De los cafés, los italianos prefieren seguramente el de los espejos. Es un lugar elegante y sofisticado con una terraza de postín en un lateral de la plaza de la unidad, que es como si estuviera en la de San Marcos de Venecia. La plaza, desde donde Mussolini proclamó las leyes raciales, es amplia, de mármol, imponente y acaba en el mar. Los camareros llevan chaqueta blanca, las mesitas tienen mantel de tela y los spritz se beben con la indolencia de la dolce vita. Aquí se viene a ver y ser visto y el tiempo parece parado en esa Italia glamurosa de los cincuenta convertida ahora en icono.

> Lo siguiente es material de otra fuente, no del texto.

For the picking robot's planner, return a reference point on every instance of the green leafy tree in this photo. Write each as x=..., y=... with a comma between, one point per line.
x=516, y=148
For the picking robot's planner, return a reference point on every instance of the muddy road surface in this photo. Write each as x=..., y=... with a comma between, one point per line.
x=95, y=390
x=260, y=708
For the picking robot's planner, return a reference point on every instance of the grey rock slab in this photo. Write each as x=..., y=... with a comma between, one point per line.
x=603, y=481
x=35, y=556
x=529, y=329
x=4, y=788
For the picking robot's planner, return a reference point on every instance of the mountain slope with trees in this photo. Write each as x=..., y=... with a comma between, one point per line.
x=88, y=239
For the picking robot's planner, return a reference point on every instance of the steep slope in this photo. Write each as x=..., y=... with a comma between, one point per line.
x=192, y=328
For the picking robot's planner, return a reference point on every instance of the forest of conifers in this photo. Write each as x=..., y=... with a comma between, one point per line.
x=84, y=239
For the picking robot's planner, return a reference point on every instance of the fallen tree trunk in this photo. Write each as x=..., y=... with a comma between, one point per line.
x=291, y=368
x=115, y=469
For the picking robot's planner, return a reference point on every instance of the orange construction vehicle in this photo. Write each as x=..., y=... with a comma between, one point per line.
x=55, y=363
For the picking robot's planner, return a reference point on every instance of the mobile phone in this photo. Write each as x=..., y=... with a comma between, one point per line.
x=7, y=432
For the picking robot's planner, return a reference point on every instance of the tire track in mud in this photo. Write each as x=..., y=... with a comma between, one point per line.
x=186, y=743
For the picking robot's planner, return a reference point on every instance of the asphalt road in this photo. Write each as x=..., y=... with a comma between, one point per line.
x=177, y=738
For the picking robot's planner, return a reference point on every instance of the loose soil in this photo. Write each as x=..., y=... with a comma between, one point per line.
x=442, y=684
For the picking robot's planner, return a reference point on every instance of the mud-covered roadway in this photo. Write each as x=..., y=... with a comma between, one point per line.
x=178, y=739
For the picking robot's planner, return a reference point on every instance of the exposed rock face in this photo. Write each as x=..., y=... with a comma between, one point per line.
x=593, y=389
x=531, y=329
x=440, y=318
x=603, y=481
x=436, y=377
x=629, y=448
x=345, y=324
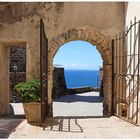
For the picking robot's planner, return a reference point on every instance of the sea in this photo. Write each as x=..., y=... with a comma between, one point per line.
x=81, y=78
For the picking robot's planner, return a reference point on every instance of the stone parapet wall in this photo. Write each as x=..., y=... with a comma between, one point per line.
x=79, y=90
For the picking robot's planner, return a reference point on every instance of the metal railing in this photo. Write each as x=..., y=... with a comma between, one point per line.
x=125, y=73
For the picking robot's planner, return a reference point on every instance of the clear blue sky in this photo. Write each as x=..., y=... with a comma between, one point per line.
x=78, y=55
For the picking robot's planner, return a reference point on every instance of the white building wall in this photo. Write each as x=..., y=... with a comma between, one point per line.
x=132, y=11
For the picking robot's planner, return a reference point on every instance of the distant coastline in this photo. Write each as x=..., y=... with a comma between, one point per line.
x=81, y=78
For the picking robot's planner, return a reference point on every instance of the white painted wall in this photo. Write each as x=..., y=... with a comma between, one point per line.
x=132, y=10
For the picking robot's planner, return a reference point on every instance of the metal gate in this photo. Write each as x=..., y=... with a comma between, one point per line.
x=43, y=71
x=126, y=74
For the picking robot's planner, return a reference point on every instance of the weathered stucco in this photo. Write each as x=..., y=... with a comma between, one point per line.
x=19, y=22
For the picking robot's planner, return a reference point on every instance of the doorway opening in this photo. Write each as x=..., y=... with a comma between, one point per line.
x=17, y=74
x=79, y=69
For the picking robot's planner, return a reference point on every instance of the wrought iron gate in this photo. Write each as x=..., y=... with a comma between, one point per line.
x=126, y=74
x=43, y=71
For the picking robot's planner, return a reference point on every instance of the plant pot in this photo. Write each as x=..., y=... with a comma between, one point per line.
x=32, y=111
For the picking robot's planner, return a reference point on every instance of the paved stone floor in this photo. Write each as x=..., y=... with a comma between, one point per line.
x=74, y=125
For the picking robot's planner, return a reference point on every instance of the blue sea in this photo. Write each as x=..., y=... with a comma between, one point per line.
x=80, y=78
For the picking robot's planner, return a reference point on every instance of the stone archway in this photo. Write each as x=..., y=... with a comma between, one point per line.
x=103, y=45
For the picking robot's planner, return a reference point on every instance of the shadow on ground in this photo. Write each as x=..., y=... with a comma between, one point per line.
x=78, y=98
x=7, y=126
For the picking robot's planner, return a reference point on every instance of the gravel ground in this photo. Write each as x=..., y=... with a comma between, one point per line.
x=78, y=121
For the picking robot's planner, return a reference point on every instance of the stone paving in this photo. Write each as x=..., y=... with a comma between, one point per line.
x=74, y=125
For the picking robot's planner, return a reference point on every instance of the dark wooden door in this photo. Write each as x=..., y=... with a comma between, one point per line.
x=43, y=71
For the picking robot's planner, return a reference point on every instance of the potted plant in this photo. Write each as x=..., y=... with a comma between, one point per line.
x=30, y=97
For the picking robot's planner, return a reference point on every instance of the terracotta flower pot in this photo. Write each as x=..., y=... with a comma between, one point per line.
x=32, y=111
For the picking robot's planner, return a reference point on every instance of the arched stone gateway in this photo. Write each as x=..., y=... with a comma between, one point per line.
x=103, y=44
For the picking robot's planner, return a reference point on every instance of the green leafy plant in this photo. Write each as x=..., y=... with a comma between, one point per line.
x=29, y=90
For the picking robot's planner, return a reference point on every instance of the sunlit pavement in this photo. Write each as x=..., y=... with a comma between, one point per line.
x=74, y=125
x=85, y=104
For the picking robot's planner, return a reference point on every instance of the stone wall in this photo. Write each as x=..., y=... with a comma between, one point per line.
x=17, y=58
x=59, y=83
x=95, y=22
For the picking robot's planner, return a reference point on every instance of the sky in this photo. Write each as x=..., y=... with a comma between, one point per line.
x=78, y=55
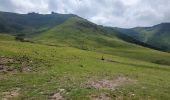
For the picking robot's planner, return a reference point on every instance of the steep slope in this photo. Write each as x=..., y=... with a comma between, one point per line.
x=157, y=36
x=41, y=72
x=13, y=23
x=79, y=33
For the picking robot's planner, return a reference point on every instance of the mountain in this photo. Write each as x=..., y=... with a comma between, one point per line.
x=157, y=36
x=63, y=57
x=30, y=23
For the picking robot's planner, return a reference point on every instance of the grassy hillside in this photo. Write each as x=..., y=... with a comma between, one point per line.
x=79, y=60
x=31, y=23
x=37, y=71
x=157, y=36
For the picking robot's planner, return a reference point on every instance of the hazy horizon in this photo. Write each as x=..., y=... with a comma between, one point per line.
x=115, y=13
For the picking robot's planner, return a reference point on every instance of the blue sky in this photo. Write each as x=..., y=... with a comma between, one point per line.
x=116, y=13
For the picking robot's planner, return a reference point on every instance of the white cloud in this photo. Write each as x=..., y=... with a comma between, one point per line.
x=120, y=13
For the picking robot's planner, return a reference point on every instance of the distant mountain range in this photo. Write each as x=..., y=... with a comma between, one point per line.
x=71, y=30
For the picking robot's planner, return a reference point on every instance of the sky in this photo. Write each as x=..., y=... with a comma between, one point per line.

En su permanente decadencia centroeuropea, Trieste es una ciudad tranquila. Lo bastante pequeña como para que haya pervivido la leyenda del pingüino Marco, al que trajo de mascota una expedición del ártico y que vivió años en el acuario, paseando por sus alrededores para delite de los niños. Lo bastante abarcable como para que cada café tenga su estilo y cada restaurante su historia. De muchos de ellos apenas se atisba. En el Sándwich Club del puerto no ofrecen bocadillos, sino delicias caseras y vino baratísimo para que pandillas de cargadores entrados en años pasen aquí el día en una especie de macarra club del jubilado. En Da Mara la señora Mara, su hija y su nieto atienden un puñado de mesas contando, desde hace décadas, los cotilleos de la ciudad y la gente viene a compartirlos como si fuera el mentidero local. Y sobre todos ellos está el fabuloso y mágico buffet Da Pepi.

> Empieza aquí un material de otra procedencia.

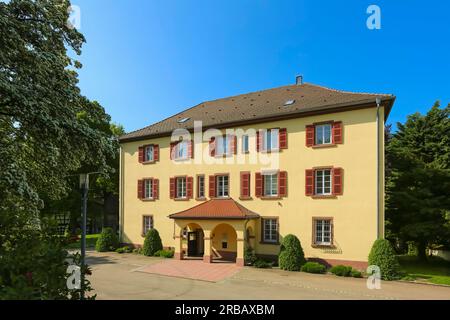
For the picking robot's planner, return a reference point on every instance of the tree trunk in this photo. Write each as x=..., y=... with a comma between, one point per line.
x=422, y=251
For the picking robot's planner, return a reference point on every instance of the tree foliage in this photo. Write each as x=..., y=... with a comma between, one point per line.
x=48, y=132
x=418, y=180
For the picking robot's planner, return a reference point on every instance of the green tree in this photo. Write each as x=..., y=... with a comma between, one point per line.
x=418, y=180
x=48, y=131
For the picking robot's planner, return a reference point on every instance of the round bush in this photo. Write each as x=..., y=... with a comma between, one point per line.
x=313, y=267
x=107, y=241
x=341, y=271
x=383, y=256
x=291, y=255
x=152, y=243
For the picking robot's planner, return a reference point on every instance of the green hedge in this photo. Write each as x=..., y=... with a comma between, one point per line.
x=152, y=243
x=383, y=256
x=314, y=267
x=107, y=241
x=291, y=255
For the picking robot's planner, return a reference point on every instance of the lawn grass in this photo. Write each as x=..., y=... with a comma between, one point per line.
x=91, y=240
x=435, y=270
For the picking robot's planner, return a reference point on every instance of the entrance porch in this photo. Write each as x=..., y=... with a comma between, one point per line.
x=214, y=231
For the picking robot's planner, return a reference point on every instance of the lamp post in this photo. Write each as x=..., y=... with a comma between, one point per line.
x=84, y=186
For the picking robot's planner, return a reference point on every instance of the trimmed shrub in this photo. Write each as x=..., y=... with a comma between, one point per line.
x=152, y=243
x=313, y=267
x=164, y=253
x=341, y=271
x=107, y=241
x=125, y=249
x=383, y=256
x=259, y=263
x=356, y=274
x=249, y=256
x=291, y=255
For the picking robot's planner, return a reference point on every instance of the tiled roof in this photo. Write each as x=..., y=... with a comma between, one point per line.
x=256, y=106
x=216, y=209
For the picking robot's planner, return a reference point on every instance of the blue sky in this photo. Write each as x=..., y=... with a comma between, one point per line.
x=146, y=60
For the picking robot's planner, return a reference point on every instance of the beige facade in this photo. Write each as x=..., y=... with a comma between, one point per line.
x=356, y=220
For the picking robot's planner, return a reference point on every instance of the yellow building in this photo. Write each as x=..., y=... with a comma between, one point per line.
x=248, y=170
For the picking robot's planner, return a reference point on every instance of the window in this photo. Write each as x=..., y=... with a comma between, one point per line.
x=323, y=134
x=181, y=188
x=323, y=182
x=322, y=232
x=271, y=139
x=270, y=230
x=223, y=145
x=270, y=185
x=148, y=189
x=200, y=187
x=149, y=151
x=222, y=186
x=245, y=144
x=147, y=224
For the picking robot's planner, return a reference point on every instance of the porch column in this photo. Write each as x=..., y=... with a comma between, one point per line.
x=207, y=255
x=240, y=248
x=178, y=248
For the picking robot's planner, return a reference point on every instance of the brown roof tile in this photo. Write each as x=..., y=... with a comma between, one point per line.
x=256, y=106
x=216, y=209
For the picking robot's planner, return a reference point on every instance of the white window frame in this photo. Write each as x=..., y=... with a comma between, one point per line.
x=223, y=145
x=181, y=187
x=270, y=230
x=321, y=183
x=148, y=153
x=271, y=140
x=181, y=150
x=223, y=186
x=148, y=223
x=270, y=181
x=148, y=188
x=245, y=144
x=321, y=133
x=323, y=232
x=200, y=186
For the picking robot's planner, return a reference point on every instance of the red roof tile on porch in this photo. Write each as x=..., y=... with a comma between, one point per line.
x=216, y=209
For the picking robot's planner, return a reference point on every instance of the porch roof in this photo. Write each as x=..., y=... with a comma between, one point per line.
x=216, y=209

Una vez que pasé por Trieste camino de un asentamiento de refugiados sirios en la frontera bosnia nos tocó pasar por Trieste en plena navidad. Todo estaba cerrado o lleno y por casualidad entramos en Pepi y desde entonces para mí ese lugar es la ciudad entera. Cuando estoy allí iría cada día y casi lo hago. Es un antro antiguo y diminuto de comida, forrado de madera amarillenta que parece sacado de cualquier pueblo de la provincia austriaca o húngara. Solo sirven carne hervida o pasada por el horno. Deliciosa carne de cerdo hervida. Hay panceta, lomo, lengua, jamón, salchichas,… todo cortado en lonchas y guardado en bandejas humeantes de vapor. Nada más. Y de guarnición mostaza y chucrut… y ralladura de rábano picante. Constantemente salen bandejas de esa mezcla olorosa. El sitio es estrecho y aunque ya no lo llevan los descendientes del famoso Pepi Klainsic, que en el siglo diecinueve decidió establecerse en la ciudad, ni de su sucesor Pepi Tomasic, muerto en un bonbardeo nazi sobre el local, el ambiente no ha cambiado. Entra una señora envuelta en pieles a la que todos saludan y al verla sentada parece que uno está en una escena de la Grande belleza, con toda la decadencia antigua de la ciudad a cuestas.

Hasta 1954 Trieste no se incorporó a Italia, después de unos años de control internacional tras la guerra mundial en los que aún no se tenía claro a qué país había de anexionarse. Todavía hoy hay quien duda de que pasara. Hace unos años, haciendo una encuesta, descubrieron que más del sesenta por ciento de los italianos no sabían que Trieste perteneciera a Italia. Cuando en 2004 la corona de Miss Trieste recayó sobre una muchacha de la minoría eslovena, natural de las afueras de la ciudad, hubo quien acudió raudo al reglamento para negarle el derecho a representar al territorio en el certamen de Miss Italia. Quizás sea cierto lo que dice Paolo Rumiz de que Italia acaba en Mestre y a partir de ahí las vías del tren entran en los Balcanes… no deja de ser una boutade, viendo el amor de los triestinos por el café ceremonioso, su afición al prosecco que se elabora en las alturas de la ciudad y su misma forma de vestir. En verdad no sé qué es Italia, ni qué es Centroeuropa y a duras penas entiendo qué son los Balcanes. Trieste es, sin duda, la esquina donde todo eso se une.